People tend to place themselves in one of 3 camps first:
1) I do Believe.
2) I don’t believe, the atheist. The rejection of theism.
3) I don’t know, the agnostic – the unsure, noncommittal or doubtful. ( a- or not gnostic)
The believer usually follows a teaching of what God to believe in. They believe in a specific God. Some faiths in the east ask you to choose the form of God you most relate to, something that may be handed down through families. But many are taught “our” God is the only “real” God – anything else is a mistake or worse.
The atheist will sometimes suggest theirs is the rational view as it is an “absence of belief”. Actually, it is another belief, in this case in the nonexistence of God. If it was not a belief, it would not have a name and conceptual position associated with it. The mind is tricky that way, especially with people who consider themselves “objective”.
The agnostic may suggest that we cannot know God so we cannot know if God exists or not.
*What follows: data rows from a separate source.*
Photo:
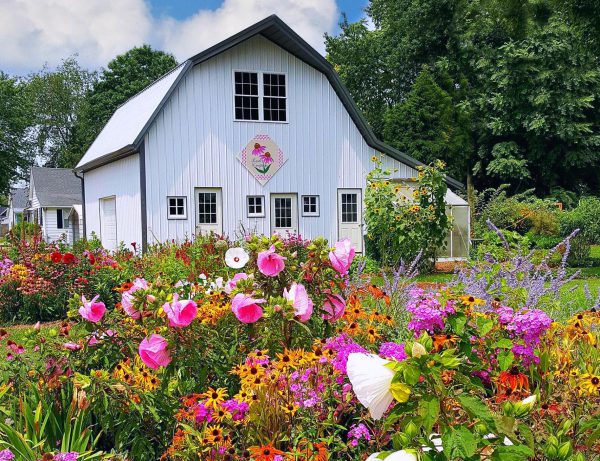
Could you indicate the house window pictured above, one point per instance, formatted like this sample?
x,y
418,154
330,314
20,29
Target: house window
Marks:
x,y
256,206
310,205
349,208
283,212
207,208
177,208
246,96
265,102
274,99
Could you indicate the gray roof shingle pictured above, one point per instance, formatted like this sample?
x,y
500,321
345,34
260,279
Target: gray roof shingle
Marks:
x,y
19,197
56,187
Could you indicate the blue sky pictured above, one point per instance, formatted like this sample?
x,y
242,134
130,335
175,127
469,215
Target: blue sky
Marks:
x,y
38,32
182,9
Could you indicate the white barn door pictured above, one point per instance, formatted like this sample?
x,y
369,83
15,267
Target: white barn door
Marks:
x,y
350,217
108,223
209,211
284,213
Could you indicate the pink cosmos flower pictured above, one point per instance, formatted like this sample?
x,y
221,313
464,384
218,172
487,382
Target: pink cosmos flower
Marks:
x,y
127,305
342,255
246,308
92,311
180,313
258,149
303,305
270,263
333,307
231,285
154,352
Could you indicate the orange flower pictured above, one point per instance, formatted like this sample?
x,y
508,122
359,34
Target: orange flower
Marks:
x,y
265,453
513,381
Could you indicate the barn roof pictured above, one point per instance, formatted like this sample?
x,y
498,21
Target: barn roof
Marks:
x,y
125,130
56,187
19,197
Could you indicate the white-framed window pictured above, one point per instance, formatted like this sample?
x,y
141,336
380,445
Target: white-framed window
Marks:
x,y
310,205
275,98
260,96
255,206
62,219
176,207
246,95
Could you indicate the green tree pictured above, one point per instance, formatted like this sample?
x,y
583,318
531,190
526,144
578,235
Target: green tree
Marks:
x,y
15,119
57,97
124,76
428,126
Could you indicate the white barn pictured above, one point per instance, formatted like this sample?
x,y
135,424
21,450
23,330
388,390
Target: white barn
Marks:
x,y
256,133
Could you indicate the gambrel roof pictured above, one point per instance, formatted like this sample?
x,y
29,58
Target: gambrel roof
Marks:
x,y
124,132
55,187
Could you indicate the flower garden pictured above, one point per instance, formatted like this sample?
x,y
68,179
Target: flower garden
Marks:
x,y
274,348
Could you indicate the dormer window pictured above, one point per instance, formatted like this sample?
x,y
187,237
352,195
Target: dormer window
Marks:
x,y
264,102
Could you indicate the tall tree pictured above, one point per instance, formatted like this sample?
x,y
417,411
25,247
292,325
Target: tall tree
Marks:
x,y
57,97
15,119
123,77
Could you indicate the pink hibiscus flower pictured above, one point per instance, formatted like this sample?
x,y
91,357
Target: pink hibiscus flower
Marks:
x,y
341,256
246,308
270,263
154,352
180,313
92,311
303,305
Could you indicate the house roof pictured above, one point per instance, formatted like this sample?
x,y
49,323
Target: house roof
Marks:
x,y
125,130
19,197
56,187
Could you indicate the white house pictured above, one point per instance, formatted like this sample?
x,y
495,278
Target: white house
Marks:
x,y
55,203
256,133
17,202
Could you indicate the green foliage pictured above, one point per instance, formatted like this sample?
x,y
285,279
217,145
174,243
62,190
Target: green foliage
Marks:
x,y
404,220
427,125
503,90
124,76
585,217
15,119
57,97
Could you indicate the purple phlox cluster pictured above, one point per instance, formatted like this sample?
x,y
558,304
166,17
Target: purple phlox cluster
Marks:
x,y
5,266
525,354
66,456
237,408
357,433
530,325
393,351
427,311
202,412
343,346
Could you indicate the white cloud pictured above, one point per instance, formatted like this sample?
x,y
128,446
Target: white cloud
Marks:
x,y
33,32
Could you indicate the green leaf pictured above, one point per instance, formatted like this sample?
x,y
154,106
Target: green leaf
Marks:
x,y
411,374
429,410
505,359
477,409
512,453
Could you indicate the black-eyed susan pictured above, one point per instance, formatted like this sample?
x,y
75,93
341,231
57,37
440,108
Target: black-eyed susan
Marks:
x,y
214,397
589,383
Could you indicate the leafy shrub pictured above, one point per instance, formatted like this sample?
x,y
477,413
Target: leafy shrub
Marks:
x,y
401,227
586,217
Some would like to believe but want evidence. Others are closet atheists who want to keep their options open. Or they’ve not thought it through enough to make a decision.
The problem with this entire debate is that it’s all conceptual. It brings a discussion of God into a political debate rather than an exploration of comparative reality. The believer and the atheist are both following beliefs, not exploring reality.
I am not suggesting that if you are an atheist or that if you believe in God you’re wrong. That’s just bringing it back to a conceptual debate again. Belief is a choice we make that is built on our upbringing, our community, and our experience of the world. But fundamentally, belief remains a mental concept that has nothing to do with our transcendent reality. While our beliefs reflect our personal reality and will affect how we experience life, they make no difference to the reality that underlies all experience. Just how we see it.
It’s true that a belief in God may encourage people to behave in more loving ways. All of the major faiths are founded on the love of God. But it’s equally true that those same beliefs are twisted and used as weapons for killing and control in the “name of God”. Completely contrary to their own fundamental teachings.
Here is the key point. What you believe is up to you. It doesn’t matter if you believe or don’t believe in God, even to God. But what you believe will affect your ability to know God directly.
The weakness here is believing in belief, in ideas of the mind. Belief will always fail us as it is not grounded in being. As I have outlined elsewhere, all faith and belief must be outgrown in order to see what is beyond it.
Many atheists and agnostics have chosen their position as they have not seen God through their experience of the world. I can certainly understand why many would reject the vision of God they were given as a child. It’s often not even a healthy belief.
What they have not realized is that the apparent concrete world, by itself, is just a belief. Unless it’s perception is founded in fundamental reality, the world is seen incompletely. Out of context. And the “hand of God” is missed entirely.
A number of the worlds great scientists have concluded that God is real, but usually in an impersonal way, as a fundamental underlying intelligence. This includes Einstein, Planck, Kelvin, Faraday, Newton, Descartes, and many more.
They have observed that the world behaves in a largely orderly way under the apparent chaos. That laws of nature illustrate an underlying intelligence. Some, like the laws of entropy, illustrate there is an intelligence that transcends even those laws. Otherwise, there would be no laws and no order for entropy to deteriorate. In fact, the idea that we evolved entirely randomly, by accident, conflicts with those same laws. Order requires a continual input of order or else everything devolves into evenly dispersed dust, not complex self-aware beings. Consider how often you have to clean your home and how often the dust bunnies come alive and reproduce. (yeah, it can seem that way)
Exploration by effect is known as inference or indirect knowledge. Some suggest that once the gaps in scientific understanding are filled, there will be no room for God. Yet the deeper we go, the larger the space becomes. Yes, some laws can be inferred from other laws but we still come back to a place of fundamental structure, of underlying order.
In the 6 systems of Indian Philosophy, Nyaya explores inference, perception and other means of knowing and being decisive. But it is Yoga and Vedanta that outline the actual means of direct knowing of reality. And by that, God is directly knowable and experience-able.
God, however, cannot be fully known until we know who we are. Thus, it is after Self Realization that God Realization can dawn. If we are typically western mind-oriented, we may also find God Realization unfolds after Unity, as I outlined here. But God can begin to become known long before this if we stand with an open mind and heart. IF we simply look at what is here, now.
The “true” God is inclusive of everything, including all beliefs. God will be what you want He/She to be. Transcendent but infusing everything. Omnipresent in life. Love incarnate.
God may first become apparent as the fundamental silent reality, called Brahman in Sanskrit. As our experience deepens, the underlying intelligence becomes increasingly obvious. As the deepest values of expression unfold and the heart becomes divine, the capacity to directly experience God in a deeply personal and intimate way unfolds.
And that intimacy is not just within but found everywhere. Oneness with the divine is so far beyond any concept of God. It cannot be conceived, let alone believed. But it can be lived.